Seventy-six of 198 (38.4%) patients failed to recover from AKI onset, with 41 in the derivation cohort and 35 in the validation cohort. Compared with NGAL and cystatin C, endostatin showed a better prediction for nonrecovery, with an area under the receiver operating characteristic curve (AUC) of 0.776 (95% confidence interval (CI) 0.654-0.892, p < 0.001) and an optimal cutoff value of 63.7 ng/ml. The predictive ability for nonrecovery was greatly improved by the prediction model combining endostatin with clinical risk factors of Sequential Organ Failure Assessment (SOFA) score and AKI classification, with an AUC of 0.887 (95% CI 0.766-0.958, p < 0.001). The value of the endostatin-clinical risk prediction model was superior to the NGAL-clinical risk and cystatin C-clinical risk prediction models in predicting failure to recover from AKI, which was supported by net reclassification improvement and integrated discrimination improvement. Further, the endostatin-clinical risk prediction model achieved sensitivity and specificity of 94.6% (76.8-99.1) and 72.7% (57.2-85.0), respectively, when validated in the validation cohort.

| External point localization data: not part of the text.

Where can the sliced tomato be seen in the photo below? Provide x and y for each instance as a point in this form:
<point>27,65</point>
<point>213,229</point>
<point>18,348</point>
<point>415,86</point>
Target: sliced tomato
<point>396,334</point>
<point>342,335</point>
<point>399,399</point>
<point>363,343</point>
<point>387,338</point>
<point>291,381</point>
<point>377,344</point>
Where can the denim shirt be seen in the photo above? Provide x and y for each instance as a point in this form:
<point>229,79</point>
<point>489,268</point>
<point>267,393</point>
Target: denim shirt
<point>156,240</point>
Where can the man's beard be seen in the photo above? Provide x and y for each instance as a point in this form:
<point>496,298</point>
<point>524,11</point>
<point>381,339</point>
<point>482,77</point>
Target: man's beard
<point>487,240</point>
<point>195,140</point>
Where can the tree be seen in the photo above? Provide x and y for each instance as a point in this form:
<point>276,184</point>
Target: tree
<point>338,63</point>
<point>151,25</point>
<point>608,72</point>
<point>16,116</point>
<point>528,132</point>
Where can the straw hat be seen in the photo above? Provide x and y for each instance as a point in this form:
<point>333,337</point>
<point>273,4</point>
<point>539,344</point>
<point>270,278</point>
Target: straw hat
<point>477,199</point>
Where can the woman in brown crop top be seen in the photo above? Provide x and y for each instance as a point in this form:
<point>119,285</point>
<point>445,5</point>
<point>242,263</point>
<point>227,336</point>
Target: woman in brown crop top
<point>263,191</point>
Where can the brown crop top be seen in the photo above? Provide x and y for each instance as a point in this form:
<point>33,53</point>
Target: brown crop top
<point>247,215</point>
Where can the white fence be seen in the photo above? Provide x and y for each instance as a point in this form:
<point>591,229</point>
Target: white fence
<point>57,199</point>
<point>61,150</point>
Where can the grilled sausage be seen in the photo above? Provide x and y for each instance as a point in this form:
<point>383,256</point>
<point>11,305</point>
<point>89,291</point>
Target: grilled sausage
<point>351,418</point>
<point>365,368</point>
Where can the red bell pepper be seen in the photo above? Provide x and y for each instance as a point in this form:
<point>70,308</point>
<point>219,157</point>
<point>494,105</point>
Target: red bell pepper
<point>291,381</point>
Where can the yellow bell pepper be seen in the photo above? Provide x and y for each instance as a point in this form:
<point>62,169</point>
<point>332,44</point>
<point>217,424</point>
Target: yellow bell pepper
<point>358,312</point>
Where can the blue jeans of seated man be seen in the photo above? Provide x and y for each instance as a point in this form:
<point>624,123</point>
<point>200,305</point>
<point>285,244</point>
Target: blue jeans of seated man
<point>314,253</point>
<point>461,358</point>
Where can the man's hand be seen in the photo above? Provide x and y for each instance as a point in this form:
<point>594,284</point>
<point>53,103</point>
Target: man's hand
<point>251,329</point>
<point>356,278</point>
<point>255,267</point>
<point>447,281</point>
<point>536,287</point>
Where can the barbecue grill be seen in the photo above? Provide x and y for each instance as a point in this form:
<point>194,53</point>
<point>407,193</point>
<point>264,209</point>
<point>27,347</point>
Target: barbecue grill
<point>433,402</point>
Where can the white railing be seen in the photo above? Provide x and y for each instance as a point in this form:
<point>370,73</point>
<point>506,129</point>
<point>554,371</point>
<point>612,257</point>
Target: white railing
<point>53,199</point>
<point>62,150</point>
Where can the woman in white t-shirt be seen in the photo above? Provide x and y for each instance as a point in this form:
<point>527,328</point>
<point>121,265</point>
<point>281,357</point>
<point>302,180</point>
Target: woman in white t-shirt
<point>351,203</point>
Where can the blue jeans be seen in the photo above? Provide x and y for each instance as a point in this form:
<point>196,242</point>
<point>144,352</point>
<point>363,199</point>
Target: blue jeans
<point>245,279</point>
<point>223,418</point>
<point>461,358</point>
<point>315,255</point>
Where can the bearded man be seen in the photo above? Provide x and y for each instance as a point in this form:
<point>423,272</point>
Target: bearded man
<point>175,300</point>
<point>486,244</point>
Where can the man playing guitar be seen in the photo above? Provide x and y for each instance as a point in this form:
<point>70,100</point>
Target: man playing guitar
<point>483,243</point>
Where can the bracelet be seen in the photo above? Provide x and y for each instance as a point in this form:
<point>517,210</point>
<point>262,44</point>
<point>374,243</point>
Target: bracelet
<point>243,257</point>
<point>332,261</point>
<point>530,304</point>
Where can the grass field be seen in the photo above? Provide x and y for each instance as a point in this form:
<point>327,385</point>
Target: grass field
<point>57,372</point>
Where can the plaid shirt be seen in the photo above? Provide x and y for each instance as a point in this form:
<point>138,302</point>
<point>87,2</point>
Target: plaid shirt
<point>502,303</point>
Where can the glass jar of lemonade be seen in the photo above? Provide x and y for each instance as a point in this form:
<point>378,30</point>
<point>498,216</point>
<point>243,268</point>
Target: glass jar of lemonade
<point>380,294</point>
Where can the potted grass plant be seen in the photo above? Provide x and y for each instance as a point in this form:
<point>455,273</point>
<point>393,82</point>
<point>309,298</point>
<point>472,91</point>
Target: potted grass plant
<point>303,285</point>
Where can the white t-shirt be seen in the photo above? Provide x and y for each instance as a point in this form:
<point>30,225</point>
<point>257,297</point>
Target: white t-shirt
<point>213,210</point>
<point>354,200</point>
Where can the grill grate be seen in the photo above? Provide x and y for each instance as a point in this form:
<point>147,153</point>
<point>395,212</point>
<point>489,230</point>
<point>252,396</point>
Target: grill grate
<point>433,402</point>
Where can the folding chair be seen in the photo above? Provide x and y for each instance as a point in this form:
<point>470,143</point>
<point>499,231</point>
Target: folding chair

Plasma endostatin shows a useful value for predicting failure to recover from AKI. The predictive ability can be greatly improved when endostatin is combined with the SOFA score and AKI classification.
急性肾损伤(AKI)与外科患者的高发病率和死亡率相关。AKI 无法恢复可能会增加死亡率,早期风险分层似乎是改善临床结局的关键。本研究的目的是探讨并验证内皮抑素预测 AKI 恢复失败的价值。

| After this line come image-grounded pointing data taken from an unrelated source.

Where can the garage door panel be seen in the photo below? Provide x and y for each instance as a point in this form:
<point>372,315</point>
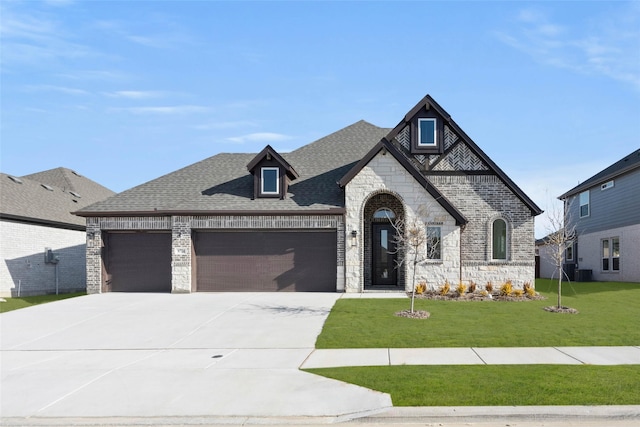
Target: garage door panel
<point>266,261</point>
<point>139,262</point>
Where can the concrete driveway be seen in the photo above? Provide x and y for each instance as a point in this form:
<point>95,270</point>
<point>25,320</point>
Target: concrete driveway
<point>160,355</point>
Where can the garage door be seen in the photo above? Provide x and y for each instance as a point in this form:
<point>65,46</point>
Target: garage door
<point>266,261</point>
<point>138,262</point>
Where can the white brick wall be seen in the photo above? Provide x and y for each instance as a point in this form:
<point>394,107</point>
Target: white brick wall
<point>384,173</point>
<point>23,268</point>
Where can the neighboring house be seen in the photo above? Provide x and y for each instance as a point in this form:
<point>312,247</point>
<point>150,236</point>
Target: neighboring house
<point>318,218</point>
<point>43,245</point>
<point>605,210</point>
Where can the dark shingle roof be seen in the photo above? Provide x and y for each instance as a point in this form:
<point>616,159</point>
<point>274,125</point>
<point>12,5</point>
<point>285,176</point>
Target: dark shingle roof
<point>49,197</point>
<point>222,182</point>
<point>622,166</point>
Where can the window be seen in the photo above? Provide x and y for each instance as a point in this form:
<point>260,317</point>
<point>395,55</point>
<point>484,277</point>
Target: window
<point>606,185</point>
<point>427,132</point>
<point>270,180</point>
<point>584,204</point>
<point>499,239</point>
<point>434,238</point>
<point>611,254</point>
<point>569,253</point>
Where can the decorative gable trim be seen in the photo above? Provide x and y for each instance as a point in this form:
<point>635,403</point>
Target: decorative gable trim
<point>268,161</point>
<point>386,147</point>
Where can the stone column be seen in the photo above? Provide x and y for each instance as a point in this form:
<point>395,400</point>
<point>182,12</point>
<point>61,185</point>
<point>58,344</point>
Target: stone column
<point>180,254</point>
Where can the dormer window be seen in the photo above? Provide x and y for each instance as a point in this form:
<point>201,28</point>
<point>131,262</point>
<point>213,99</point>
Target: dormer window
<point>271,174</point>
<point>270,181</point>
<point>427,132</point>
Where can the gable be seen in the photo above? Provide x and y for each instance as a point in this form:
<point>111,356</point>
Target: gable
<point>460,155</point>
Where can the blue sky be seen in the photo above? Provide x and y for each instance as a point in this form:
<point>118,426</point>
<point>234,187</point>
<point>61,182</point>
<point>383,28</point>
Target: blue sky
<point>126,91</point>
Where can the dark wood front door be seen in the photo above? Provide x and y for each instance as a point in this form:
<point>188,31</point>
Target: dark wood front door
<point>383,251</point>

我们进行了一项前瞻性队列研究,纳入了 198 名无已知慢性肾脏病且在 ICU 入院后 48 小时内新发 AKI 的非心脏大手术患者。在 AKI 诊断后立即检测血浆内皮抑素、中性粒细胞明胶酶相关脂质运载蛋白(NGAL)和胱抑素 C 的生物标志物。主要终点为 AKI 恢复失败(7 天内)。在推导队列(105 例 AKI 患者)中确定生物标志物预测恢复失败的截断值。然后在验证队列(93 例 AKI 患者)中分析预测准确性。
198 例患者中有 76 例(38.4%)未能从 AKI 发作中恢复,其中 41 例在推导队列中,35 例在验证队列中。与 NGAL 和胱抑素 C 相比,内皮抑素对恢复失败的预测效果更好,其受试者工作特征曲线下面积(AUC)为 0.776(95%置信区间(CI)为 0.654-0.892,p<0.001),最佳截断值为 63.7ng/ml。内皮抑素与序贯器官衰竭评估(SOFA)评分和 AKI 分类的临床危险因素相结合的预测模型,极大地提高了对恢复失败的预测能力,AUC 为 0.887(95%CI 0.766-0.958,p<0.001)。内皮抑素-临床风险预测模型在预测 AKI 恢复失败方面优于 NGAL-临床风险和胱抑素 C-临床风险预测模型,这得到了净重新分类改善和综合判别改善的支持。此外,当在验证队列中验证时,内皮抑素-临床风险预测模型的灵敏度和特异性分别为 94.6%(76.8-99.1)和 72.7%(57.2-85.0)。
血浆内皮抑素对预测 AKI 恢复失败具有一定价值。当内皮抑素与 SOFA 评分和 AKI 分类相结合时,预测能力可以得到极大提高。